Il linguaggio è stato messo a servizio di questo spazio-tempo altro, fatto di ritmi istituzionali che scandiscono il vuoto, di recinti e finestre che marcano il confine spesso invalicabile tra un mondo dentro e un mondo fuori. Abbiamo provato a posizionarci su questa soglia, dove l’identità vacilla, si perde potere decisionale sulla propria vita e si rendono necessari tentativi di resistenza. Lo scontro con l’istituzione totale ci ha confermato come la rivoluzione basagliana, a cent’anni dalla nascita dello psichiatra veneziano, sia ben distante dall’essersi realizzata, e di come la questione di classe sia ancora centrale nel discorso sull’accesso alla salute mentale da parte dei cittadini: “chi non ha, non è”.
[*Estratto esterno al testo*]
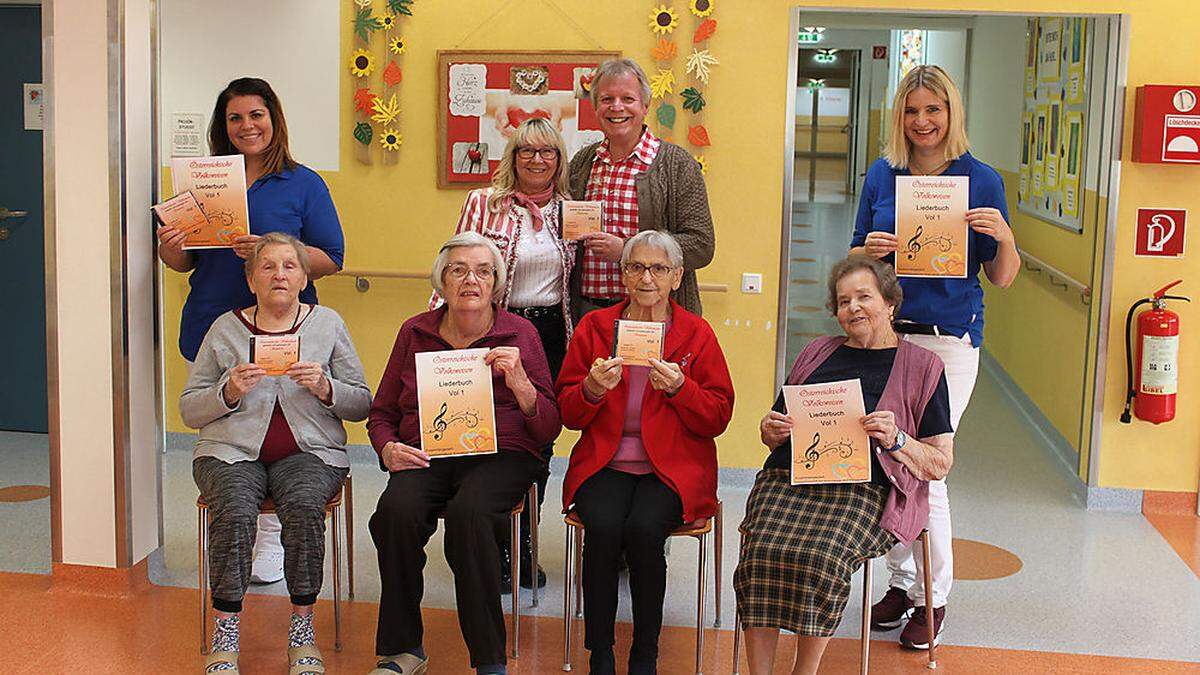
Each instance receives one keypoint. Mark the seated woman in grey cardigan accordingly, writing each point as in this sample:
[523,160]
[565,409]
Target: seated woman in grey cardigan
[271,436]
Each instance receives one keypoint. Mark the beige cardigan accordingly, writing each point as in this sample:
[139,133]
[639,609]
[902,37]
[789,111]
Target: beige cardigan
[671,197]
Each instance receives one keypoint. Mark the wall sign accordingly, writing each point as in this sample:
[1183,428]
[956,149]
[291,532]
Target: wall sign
[1167,124]
[1161,233]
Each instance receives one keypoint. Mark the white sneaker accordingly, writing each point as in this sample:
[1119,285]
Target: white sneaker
[268,566]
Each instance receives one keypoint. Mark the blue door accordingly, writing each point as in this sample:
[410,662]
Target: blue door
[22,244]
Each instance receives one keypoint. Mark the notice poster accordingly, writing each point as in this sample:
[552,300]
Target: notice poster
[183,211]
[931,225]
[579,219]
[275,353]
[220,186]
[639,341]
[455,405]
[828,441]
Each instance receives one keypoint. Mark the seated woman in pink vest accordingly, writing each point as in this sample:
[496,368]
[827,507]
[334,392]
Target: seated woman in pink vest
[802,543]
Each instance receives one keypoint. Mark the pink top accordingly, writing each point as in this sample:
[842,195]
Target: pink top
[631,455]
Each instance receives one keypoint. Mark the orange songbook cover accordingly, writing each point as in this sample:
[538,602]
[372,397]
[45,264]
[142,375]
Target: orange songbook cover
[220,186]
[455,404]
[828,441]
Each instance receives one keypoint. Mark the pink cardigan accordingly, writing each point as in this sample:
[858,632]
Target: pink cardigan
[503,227]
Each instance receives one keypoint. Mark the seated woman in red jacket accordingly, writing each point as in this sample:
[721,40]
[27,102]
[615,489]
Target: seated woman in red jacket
[647,459]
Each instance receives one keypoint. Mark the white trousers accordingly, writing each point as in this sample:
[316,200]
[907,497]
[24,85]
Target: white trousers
[961,362]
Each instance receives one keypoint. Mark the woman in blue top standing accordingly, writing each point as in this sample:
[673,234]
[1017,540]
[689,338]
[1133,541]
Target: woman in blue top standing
[283,196]
[942,315]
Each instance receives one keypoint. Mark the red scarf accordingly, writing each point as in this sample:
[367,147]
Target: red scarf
[531,203]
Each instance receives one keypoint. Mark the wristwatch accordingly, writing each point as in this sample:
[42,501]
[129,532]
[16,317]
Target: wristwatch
[900,441]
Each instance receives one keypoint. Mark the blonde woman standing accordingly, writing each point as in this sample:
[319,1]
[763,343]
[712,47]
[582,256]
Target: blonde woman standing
[941,315]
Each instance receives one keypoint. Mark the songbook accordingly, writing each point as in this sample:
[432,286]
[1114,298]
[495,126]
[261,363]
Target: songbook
[828,441]
[275,353]
[220,187]
[183,211]
[455,404]
[579,219]
[931,225]
[639,341]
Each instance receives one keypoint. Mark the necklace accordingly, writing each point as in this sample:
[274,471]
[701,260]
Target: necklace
[294,321]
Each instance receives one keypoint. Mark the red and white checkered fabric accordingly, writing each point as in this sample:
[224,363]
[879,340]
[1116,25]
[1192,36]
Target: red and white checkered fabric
[612,183]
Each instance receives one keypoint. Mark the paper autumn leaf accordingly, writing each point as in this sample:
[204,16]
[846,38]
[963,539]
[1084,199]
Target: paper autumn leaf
[699,61]
[664,51]
[391,75]
[385,113]
[400,7]
[364,100]
[666,114]
[365,24]
[663,84]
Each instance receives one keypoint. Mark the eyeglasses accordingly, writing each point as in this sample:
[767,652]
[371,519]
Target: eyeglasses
[639,269]
[545,153]
[459,272]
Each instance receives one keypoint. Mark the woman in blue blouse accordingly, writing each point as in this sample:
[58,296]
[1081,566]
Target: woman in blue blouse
[942,315]
[283,196]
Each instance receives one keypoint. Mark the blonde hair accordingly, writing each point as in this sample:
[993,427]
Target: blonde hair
[934,79]
[538,132]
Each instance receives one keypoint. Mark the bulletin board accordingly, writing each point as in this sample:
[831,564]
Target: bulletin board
[1054,136]
[483,97]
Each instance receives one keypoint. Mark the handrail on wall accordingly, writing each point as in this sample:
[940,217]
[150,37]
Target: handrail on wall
[363,279]
[1057,278]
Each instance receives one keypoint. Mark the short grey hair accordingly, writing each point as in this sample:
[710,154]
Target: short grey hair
[617,67]
[654,239]
[467,239]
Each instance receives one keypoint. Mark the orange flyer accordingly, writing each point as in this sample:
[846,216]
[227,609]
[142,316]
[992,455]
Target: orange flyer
[828,441]
[579,219]
[275,353]
[931,225]
[639,341]
[455,404]
[220,186]
[183,211]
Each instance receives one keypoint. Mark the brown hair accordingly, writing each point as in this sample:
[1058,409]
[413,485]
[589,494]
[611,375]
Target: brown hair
[885,279]
[276,156]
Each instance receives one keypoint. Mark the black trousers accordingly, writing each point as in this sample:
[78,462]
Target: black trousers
[630,514]
[477,495]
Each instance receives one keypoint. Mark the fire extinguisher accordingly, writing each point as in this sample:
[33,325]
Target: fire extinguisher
[1153,387]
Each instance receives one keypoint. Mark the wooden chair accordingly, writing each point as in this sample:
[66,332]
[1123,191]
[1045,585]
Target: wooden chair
[865,656]
[573,577]
[341,503]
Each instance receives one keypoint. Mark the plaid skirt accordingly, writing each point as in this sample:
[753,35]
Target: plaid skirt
[799,548]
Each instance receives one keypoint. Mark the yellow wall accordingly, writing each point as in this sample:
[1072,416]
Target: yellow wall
[394,215]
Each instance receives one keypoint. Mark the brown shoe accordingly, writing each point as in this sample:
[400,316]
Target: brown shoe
[916,633]
[892,610]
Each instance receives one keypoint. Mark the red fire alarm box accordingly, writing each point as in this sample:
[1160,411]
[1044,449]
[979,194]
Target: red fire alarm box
[1167,124]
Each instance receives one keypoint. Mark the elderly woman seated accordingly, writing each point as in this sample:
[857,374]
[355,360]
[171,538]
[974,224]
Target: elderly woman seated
[271,435]
[475,493]
[646,461]
[802,543]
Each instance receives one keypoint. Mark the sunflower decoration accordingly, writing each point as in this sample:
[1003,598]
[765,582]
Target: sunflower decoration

Da quanto si evince dal Rapporto Salute Mentale 2021 del Ministero della Salute italiano, la durata media dei percorsi riabilitativi in strutture residenziali supera il periodo massimo previsto, con tempi di permanenza che aumentano con l’avanzare dell’età (in Sicilia i pazienti psichiatrici più anziani rimangono in assistenza, mediamente, per più di vent’anni). La comunità in cui abbiamo girato è una delle tante comunità terapeutiche pubbliche presenti in Italia. Strutture residenziali di passaggio che dovrebbero offrire un percorso riabilitativo ai cittadini in vista di un reinserimento nella società, ma in cui l’unica terapia prevista è quella farmacologica. Non di rado chi intraprende questi percorsi non smette mai di essere paziente ed entra in un limbo di assistenzialismo, quando non viene abbandonato dall’istituzione stessa.